Here are three features we would rather not have in new cars.
Electronic parking brakes
While a sleek button for a handbrake looks much better than a large lever, I far prefer having the mechanical lever rather than an electric switch as a last resort keeping my car from rolling away.
Take it from someone who owns a daily driver with an electronic parking brake and who has also had a battery failure just this winter.
After this happened, I was stuck without a handbrake for a weekend until the car could be taken back to the dealer for a factory software reset. According to them, this was the only way the handbrake would work again.
A mechanical lever also comes with the benefit of being able to do handbrake turns, and who doesn’t love those.
Lane-keep assist
Lane-keep assist (LKA) aims to keep your car between the lines of the road but more often than not it doesn’t get it quite right..
Some manufacturers do it better than others, nevertheless, LKA regularly struggles to keep the car equidistant from the white lines and tends to start snaking across the lane if left to its own devices for too long as it continually overcorrects itself when it gets too close to the sides of the road.
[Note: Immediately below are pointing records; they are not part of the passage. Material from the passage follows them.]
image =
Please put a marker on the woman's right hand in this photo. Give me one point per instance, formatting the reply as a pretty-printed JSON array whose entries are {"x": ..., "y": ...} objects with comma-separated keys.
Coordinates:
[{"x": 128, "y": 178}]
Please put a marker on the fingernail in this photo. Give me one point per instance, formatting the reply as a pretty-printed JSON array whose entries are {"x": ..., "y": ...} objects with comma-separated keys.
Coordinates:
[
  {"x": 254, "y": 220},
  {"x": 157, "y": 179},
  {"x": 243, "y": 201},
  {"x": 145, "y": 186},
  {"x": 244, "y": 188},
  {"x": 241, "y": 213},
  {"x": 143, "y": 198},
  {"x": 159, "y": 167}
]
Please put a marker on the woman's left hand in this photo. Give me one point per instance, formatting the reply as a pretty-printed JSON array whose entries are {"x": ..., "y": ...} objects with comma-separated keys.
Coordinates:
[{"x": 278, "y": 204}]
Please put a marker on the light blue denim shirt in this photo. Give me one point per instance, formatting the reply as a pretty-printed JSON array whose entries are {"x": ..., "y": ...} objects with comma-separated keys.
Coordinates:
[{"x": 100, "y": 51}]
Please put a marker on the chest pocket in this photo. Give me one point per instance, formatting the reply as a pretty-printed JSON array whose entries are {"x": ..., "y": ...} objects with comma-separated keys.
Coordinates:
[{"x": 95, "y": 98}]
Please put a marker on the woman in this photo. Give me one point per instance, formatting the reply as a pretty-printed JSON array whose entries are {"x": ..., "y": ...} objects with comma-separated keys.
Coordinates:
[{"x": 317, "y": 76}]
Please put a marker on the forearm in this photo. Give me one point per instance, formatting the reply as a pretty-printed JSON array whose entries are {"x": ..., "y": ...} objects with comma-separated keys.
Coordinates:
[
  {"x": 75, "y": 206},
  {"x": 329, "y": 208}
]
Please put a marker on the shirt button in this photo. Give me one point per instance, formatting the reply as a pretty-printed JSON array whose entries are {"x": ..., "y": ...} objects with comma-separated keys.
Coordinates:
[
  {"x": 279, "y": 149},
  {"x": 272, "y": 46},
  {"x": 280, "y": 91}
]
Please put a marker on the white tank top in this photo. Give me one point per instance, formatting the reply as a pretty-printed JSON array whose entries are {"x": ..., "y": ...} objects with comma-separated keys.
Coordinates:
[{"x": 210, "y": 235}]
If you forgot to turn it off on a poorer-quality backroad where swerving to avoid potholes and debris is a necessity, it quickly also becomes a duel between the car and yourself as it generally wants to go one way while you want to go the other.
Start/stop systems
In the spirit of fuel saving, manufacturers have built an engine start/stop system into their cars that switch off the motor when it’s not being used, for example when stopped at a red light, and switches it on again as soon as the car starts moving.
How much fuel this really saves is a mystery and the inconvenience it brings overshadows it.
In bumper-to-bumper traffic, these often over-sensitive systems can create even more headaches by switching off the car if you press the brake just a few millimetres too far creating more lag on lift-off as now you have to wait for the engine to start again which can happen dozens of times over the span of an hour of congestion, which possible also defeats the original fuel-saving goal.
If you’re parked for a long time at a red light on a particularly hot or cold day the airconditioning will switch off, too, having to expend more energy to get the cabin back to the desired temperature when it switches on again while simultaneously making the drive more uncomfortable.
There’s also a safety risk involved in having a vehicle that first needs to start before pulling away.